“And whatsoever ye do, in word, or in deed, do all in the name of the Lord Jesus, giving thanks to God and the Father by him; and whatsoever ye do, do it heartily, as to the Lord, and not unto men.” (Col. 3:17)
Like many Japanese citizens in pre-World War II society, Hiro Onada was raised by a strict code of honor and discipline. When his country called upon their young men to fight, he didn’t hesitate to enlist and fight for his homeland. He was trained as an intelligence agent and sent to the South Pacific where in December 1944, his duties would take him to the Philippines.
Within a few months of arriving, all but three of his men had been killed. Shortly after that, the island was taken over by the Allies, and the Japanese had been defeated. Due to the lack of communication devices and contact with the chain of command, Onada and his men continued to fight a guerrilla style war until he finally surrendered in 1974, some 30 years later, to President Ferdinand Marcos.
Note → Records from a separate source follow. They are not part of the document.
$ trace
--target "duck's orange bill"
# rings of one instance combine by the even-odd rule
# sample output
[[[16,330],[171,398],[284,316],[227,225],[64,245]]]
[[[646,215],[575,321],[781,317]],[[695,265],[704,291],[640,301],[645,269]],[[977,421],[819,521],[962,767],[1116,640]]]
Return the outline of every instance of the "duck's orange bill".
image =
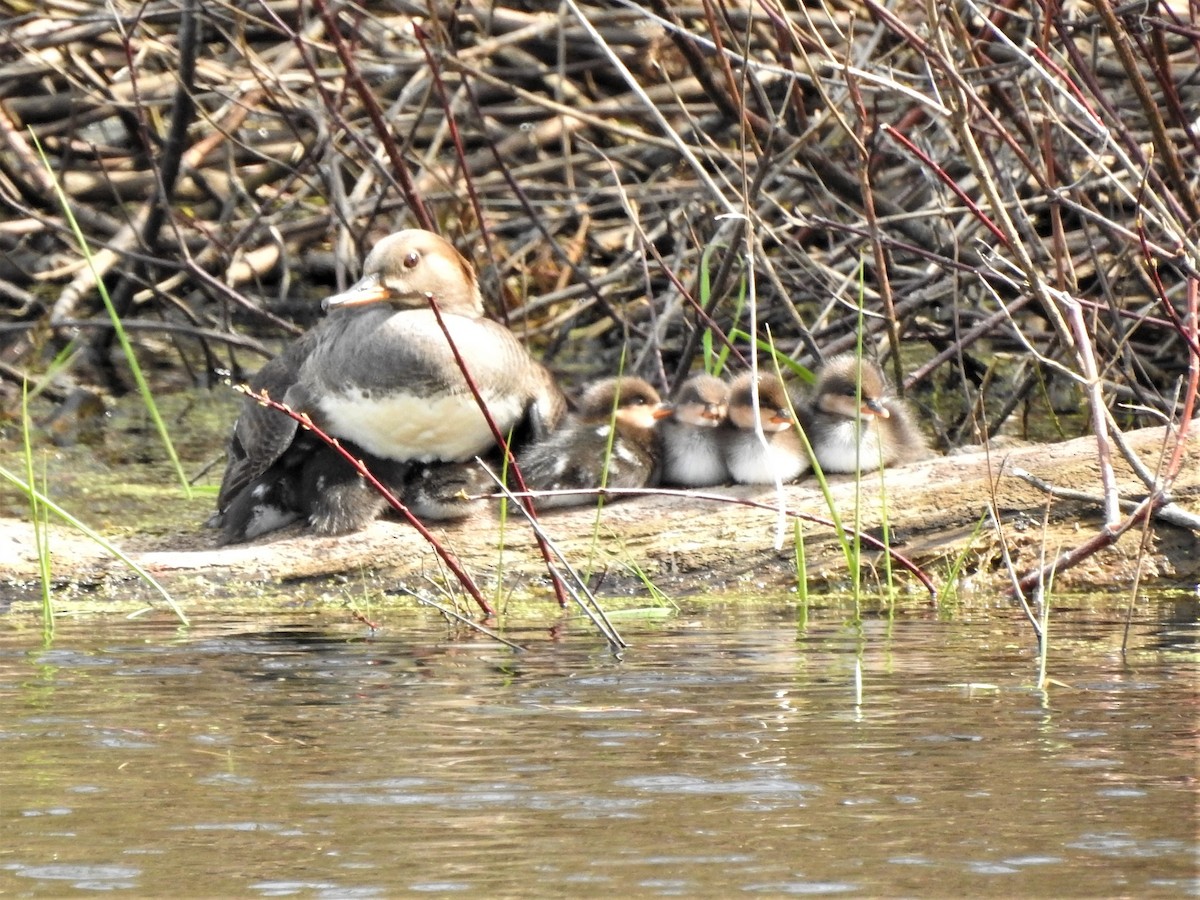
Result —
[[[321,304],[325,311],[340,309],[345,306],[366,306],[368,303],[382,303],[390,299],[392,291],[379,283],[377,278],[364,278],[362,281],[332,297],[326,297]]]

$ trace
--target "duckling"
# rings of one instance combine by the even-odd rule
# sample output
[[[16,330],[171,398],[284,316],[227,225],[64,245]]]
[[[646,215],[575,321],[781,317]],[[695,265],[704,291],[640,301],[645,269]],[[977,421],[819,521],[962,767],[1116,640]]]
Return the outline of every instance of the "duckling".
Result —
[[[879,366],[864,359],[860,369],[853,354],[834,357],[821,369],[801,424],[825,472],[873,472],[929,456],[912,414],[889,393]]]
[[[721,426],[729,413],[729,385],[712,375],[683,383],[675,409],[658,426],[664,484],[708,487],[729,481]]]
[[[729,424],[724,432],[725,464],[739,484],[795,481],[811,467],[804,442],[796,433],[787,388],[775,375],[758,377],[758,408],[766,445],[754,422],[754,375],[746,372],[729,386]]]
[[[578,412],[562,429],[517,457],[525,484],[533,491],[657,484],[661,450],[655,426],[670,414],[658,391],[640,378],[598,381],[584,391]],[[543,508],[593,502],[590,494],[537,498]]]

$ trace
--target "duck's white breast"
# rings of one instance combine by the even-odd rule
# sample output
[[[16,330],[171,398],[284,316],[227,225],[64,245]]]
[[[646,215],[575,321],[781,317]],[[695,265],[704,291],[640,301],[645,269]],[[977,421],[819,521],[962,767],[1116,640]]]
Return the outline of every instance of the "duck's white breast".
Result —
[[[522,399],[511,394],[488,400],[488,411],[501,433],[520,418],[522,405]],[[463,462],[494,443],[470,393],[331,394],[322,397],[318,406],[330,433],[387,459]]]

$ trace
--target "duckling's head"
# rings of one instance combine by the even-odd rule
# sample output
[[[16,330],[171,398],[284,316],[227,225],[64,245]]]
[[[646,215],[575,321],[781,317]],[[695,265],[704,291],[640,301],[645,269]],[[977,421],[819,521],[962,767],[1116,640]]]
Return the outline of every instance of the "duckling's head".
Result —
[[[716,428],[729,413],[729,385],[712,375],[693,375],[679,389],[674,418],[683,425]]]
[[[605,378],[594,382],[579,398],[579,417],[588,422],[607,422],[614,416],[618,425],[650,429],[671,415],[658,391],[632,376]]]
[[[471,264],[440,235],[409,228],[377,243],[363,263],[362,278],[325,298],[323,306],[327,312],[372,303],[424,309],[430,298],[443,312],[483,314],[479,281]]]
[[[891,415],[884,405],[886,396],[887,381],[879,366],[868,359],[860,361],[852,354],[844,354],[829,360],[821,370],[813,405],[821,412],[846,419],[859,416],[886,419]]]
[[[745,372],[729,386],[729,421],[738,428],[754,428],[754,373]],[[758,408],[763,431],[786,431],[795,424],[787,387],[776,375],[759,374]]]

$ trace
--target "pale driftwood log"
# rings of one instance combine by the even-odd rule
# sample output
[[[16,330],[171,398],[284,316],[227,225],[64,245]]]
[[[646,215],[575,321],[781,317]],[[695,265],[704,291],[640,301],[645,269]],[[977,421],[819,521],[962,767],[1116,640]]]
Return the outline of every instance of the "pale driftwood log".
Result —
[[[1200,427],[1200,422],[1196,423]],[[1164,429],[1131,432],[1131,447],[1154,471],[1164,451]],[[1169,453],[1168,445],[1166,451]],[[1114,460],[1117,485],[1123,496],[1146,491],[1125,462]],[[1099,503],[1048,498],[1028,481],[1007,473],[1019,467],[1057,487],[1099,496],[1095,438],[1061,444],[1022,446],[933,459],[887,473],[886,493],[897,549],[921,564],[935,583],[942,584],[952,564],[965,553],[960,576],[966,584],[988,592],[1007,589],[1000,562],[1000,538],[994,528],[977,528],[990,503],[995,503],[1015,565],[1024,572],[1038,564],[1043,544],[1047,558],[1091,537],[1103,522]],[[993,489],[994,485],[994,489]],[[831,480],[833,495],[844,520],[853,520],[856,487],[852,478]],[[775,502],[770,489],[717,489],[730,497]],[[1192,442],[1172,496],[1183,510],[1200,512],[1200,446]],[[814,482],[791,485],[784,491],[789,509],[828,516]],[[1042,523],[1049,504],[1049,525]],[[862,524],[880,522],[878,475],[861,485]],[[767,510],[698,501],[683,496],[646,496],[607,505],[595,527],[593,509],[547,513],[547,534],[580,570],[604,571],[609,585],[638,582],[631,564],[669,591],[707,591],[720,586],[745,590],[784,587],[794,579],[790,525],[783,549],[776,549],[777,516]],[[1148,550],[1141,559],[1143,584],[1195,583],[1200,580],[1200,535],[1156,522]],[[490,513],[435,529],[446,546],[481,581],[489,580],[501,561],[499,523]],[[593,538],[593,534],[597,534]],[[413,585],[421,577],[440,576],[436,557],[408,526],[379,521],[343,537],[317,537],[293,527],[252,544],[218,547],[215,534],[198,524],[169,537],[133,538],[122,543],[130,556],[150,570],[169,589],[186,591],[197,577],[206,584],[314,578],[375,570]],[[527,525],[512,514],[504,530],[504,577],[534,583],[545,570]],[[1089,558],[1078,568],[1060,573],[1058,590],[1121,589],[1132,584],[1138,566],[1140,530],[1134,529],[1114,547]],[[95,581],[128,576],[118,561],[107,558],[84,538],[56,533],[55,573],[60,579]],[[810,583],[846,583],[846,562],[827,528],[806,524]],[[0,522],[0,556],[15,561],[15,578],[34,576],[35,558],[26,523]],[[880,556],[864,556],[881,573]],[[868,577],[868,584],[874,582]],[[882,577],[882,576],[880,576]],[[908,576],[901,581],[916,584]],[[547,592],[549,596],[549,592]]]

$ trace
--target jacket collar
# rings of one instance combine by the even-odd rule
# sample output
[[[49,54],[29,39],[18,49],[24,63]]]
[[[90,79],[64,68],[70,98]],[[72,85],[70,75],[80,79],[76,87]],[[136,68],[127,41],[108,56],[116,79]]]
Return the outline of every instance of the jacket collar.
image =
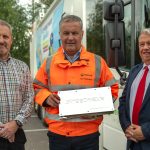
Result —
[[[135,66],[132,70],[132,75],[131,75],[131,80],[130,80],[130,88],[131,88],[131,85],[133,83],[133,80],[135,79],[135,77],[137,76],[137,74],[139,73],[139,71],[144,67],[144,64],[141,63],[137,66]],[[128,90],[130,90],[130,88]],[[143,101],[143,104],[142,104],[142,107],[141,107],[141,110],[143,109],[144,105],[147,103],[147,101],[149,100],[149,97],[150,97],[150,94],[149,94],[149,91],[150,91],[150,84],[147,88],[147,92],[145,93],[145,98],[144,98],[144,101]],[[128,92],[129,93],[129,92]]]
[[[57,51],[57,53],[55,54],[55,56],[57,56],[57,59],[55,60],[55,64],[66,68],[68,66],[82,66],[82,65],[87,65],[88,61],[89,61],[89,55],[87,53],[87,50],[85,49],[84,46],[82,46],[82,50],[80,53],[80,57],[77,61],[75,61],[73,64],[71,64],[66,58],[65,55],[63,53],[63,48],[60,47]]]

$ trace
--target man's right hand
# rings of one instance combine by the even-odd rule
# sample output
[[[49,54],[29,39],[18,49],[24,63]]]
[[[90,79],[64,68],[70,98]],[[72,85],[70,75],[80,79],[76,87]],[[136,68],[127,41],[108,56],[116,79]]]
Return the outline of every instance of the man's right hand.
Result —
[[[48,96],[48,98],[46,99],[46,103],[51,106],[51,107],[58,107],[59,103],[60,103],[60,97],[55,94],[52,93],[50,96]]]
[[[15,120],[7,122],[5,124],[0,125],[0,137],[8,139],[9,142],[14,142],[15,140],[15,133],[18,130],[18,126]]]
[[[8,141],[9,141],[10,143],[15,142],[15,134],[12,135],[10,138],[8,138]]]
[[[132,140],[134,142],[138,142],[137,139],[135,139],[133,137],[133,133],[134,133],[134,128],[132,127],[132,125],[130,125],[126,130],[125,130],[125,136],[127,137],[127,139]]]

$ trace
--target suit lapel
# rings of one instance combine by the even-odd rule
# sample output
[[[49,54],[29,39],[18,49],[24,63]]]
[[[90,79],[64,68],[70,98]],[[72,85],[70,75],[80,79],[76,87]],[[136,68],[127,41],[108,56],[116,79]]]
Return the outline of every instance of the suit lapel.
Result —
[[[134,79],[136,78],[137,74],[139,73],[139,71],[141,70],[143,64],[138,65],[136,68],[134,68],[129,75],[129,81],[128,81],[128,88],[127,88],[127,107],[130,108],[130,91],[131,91],[131,85],[134,81]],[[128,111],[128,115],[130,116],[130,109]]]
[[[131,73],[130,79],[129,79],[129,90],[131,89],[131,85],[134,81],[134,79],[136,78],[137,74],[139,73],[139,71],[142,69],[143,64],[140,64],[139,66],[137,66],[137,68],[135,68],[133,70],[133,72]],[[129,92],[130,93],[130,92]]]
[[[147,101],[150,99],[149,91],[150,91],[150,83],[149,83],[149,86],[148,86],[147,91],[146,91],[146,93],[145,93],[145,97],[144,97],[144,100],[143,100],[141,109],[144,107],[144,105],[145,105],[145,104],[147,103]]]

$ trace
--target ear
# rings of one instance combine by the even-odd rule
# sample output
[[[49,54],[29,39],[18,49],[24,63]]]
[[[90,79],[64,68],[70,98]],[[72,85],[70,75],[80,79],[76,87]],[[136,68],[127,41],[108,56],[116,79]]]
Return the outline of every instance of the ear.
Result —
[[[10,43],[11,43],[11,46],[12,46],[12,44],[13,44],[13,36],[11,36],[10,40],[11,40]]]
[[[12,45],[12,43],[13,43],[13,36],[11,37],[11,45]]]
[[[61,38],[61,32],[59,31],[59,36],[60,36],[60,38]]]
[[[82,30],[82,37],[83,37],[83,35],[84,35],[84,31]]]

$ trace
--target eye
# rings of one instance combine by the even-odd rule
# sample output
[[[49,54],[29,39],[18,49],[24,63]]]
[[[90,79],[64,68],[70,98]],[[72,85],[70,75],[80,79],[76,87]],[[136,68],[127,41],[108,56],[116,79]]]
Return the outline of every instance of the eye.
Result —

Amazingly, he appeared in his original uniform with his family sword and much of his original gear still functional!
While none of us expect to find ourselves in this unique situation, what is exceptionally notable about Hiro Onada was his devotion to duty. What would it look like today if we as Christians, had the devotion and duty to our Lord and Savior as Hiro had to his Japanese code of honor and discipline?
All of man’s actions are dictated by desire.
The same is true for Christians. The difference between Christians and non-Christians is God’s grace in changing our desires by changing our heart. True devotion to God is a state of the heart which fills our mind. It is that state of the will in which everything–our whole life, and being, and possessions, are a continual offering to God. This spirit of devotion will make the most constant cares and the most pressing problems into the means of the deepest and most constant communion with God. The more constant and pressing our duties are, if they are performed for God, the deeper and more non-stop is our communion with Him. Whatever is done in a spirit of devotion is communion with God. Let us always remember, “whatsoever ye do, do it heartily, as to the Lord, and not unto men.”